Division of the Canadian Imperial Bank of Commerce

CIBC Private wealth is the brokerage division of the Canadian Imperial Bank of Commerce (CIBC).

CIBC prefers to use phrases like "wealth-building" and "wealth management" to describe its investment services. Like most banks, their financial products include stocks, bonds, mutual funds, managed portfolios, guaranteed investments, and credit. And like most retail businesses, they give free advice to their customers on what to buy.

== History ==
In 2003, the division was called CIBC Wealth Management and managed $193 billion in client assets and made $205 million of profit.
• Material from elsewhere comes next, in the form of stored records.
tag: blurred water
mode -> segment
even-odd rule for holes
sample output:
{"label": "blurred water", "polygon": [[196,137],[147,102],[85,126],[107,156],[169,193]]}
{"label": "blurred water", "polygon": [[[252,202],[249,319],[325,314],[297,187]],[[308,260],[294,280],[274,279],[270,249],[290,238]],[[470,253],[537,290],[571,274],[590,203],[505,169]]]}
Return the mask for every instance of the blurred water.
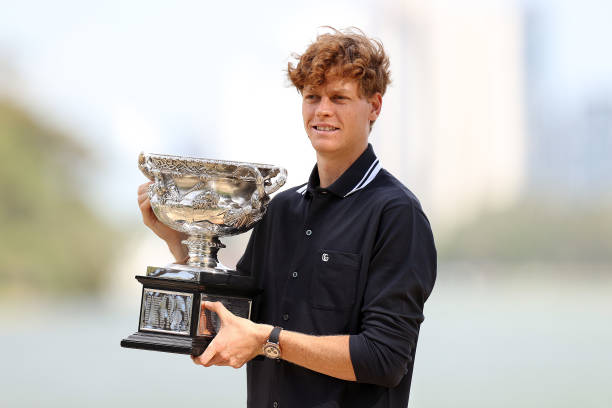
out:
{"label": "blurred water", "polygon": [[612,271],[439,269],[411,406],[612,407]]}
{"label": "blurred water", "polygon": [[27,311],[25,323],[13,309],[2,325],[0,407],[246,405],[244,370],[121,348],[137,329],[137,304],[90,299],[39,308]]}
{"label": "blurred water", "polygon": [[[611,294],[605,269],[441,265],[410,406],[612,406]],[[2,407],[245,406],[244,369],[121,348],[136,300],[1,309]]]}

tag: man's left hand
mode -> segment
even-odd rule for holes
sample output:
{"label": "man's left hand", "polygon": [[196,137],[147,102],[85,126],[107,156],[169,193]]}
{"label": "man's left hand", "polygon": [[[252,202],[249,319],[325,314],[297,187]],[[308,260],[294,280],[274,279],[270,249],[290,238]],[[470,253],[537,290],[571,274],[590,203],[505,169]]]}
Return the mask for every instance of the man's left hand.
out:
{"label": "man's left hand", "polygon": [[262,352],[272,326],[256,324],[238,317],[221,302],[205,302],[204,307],[215,312],[221,327],[204,353],[191,359],[205,367],[213,365],[240,368]]}

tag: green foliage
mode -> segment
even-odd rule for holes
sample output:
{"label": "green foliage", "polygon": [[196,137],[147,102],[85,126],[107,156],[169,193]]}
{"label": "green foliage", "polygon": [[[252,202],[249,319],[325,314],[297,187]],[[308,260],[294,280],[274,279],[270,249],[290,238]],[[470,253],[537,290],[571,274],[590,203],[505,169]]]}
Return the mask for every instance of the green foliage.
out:
{"label": "green foliage", "polygon": [[[0,100],[0,290],[101,288],[113,232],[78,195],[74,140]],[[116,242],[115,242],[116,244]]]}
{"label": "green foliage", "polygon": [[522,202],[441,240],[443,260],[612,264],[612,205]]}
Until 2014, Wealth Management was headed by Gerald T. McCaughey, Chairman and Chief Executive Officer, CIBC World Markets and Vice Chair for Wealth Management. On July 31, 2014, CIBC announced the appointment of Victor Dodig as President and CEO which took effect on September 15, 2014.

This division was once called Wood Gundy and was once the biggest performing unit for CIBC.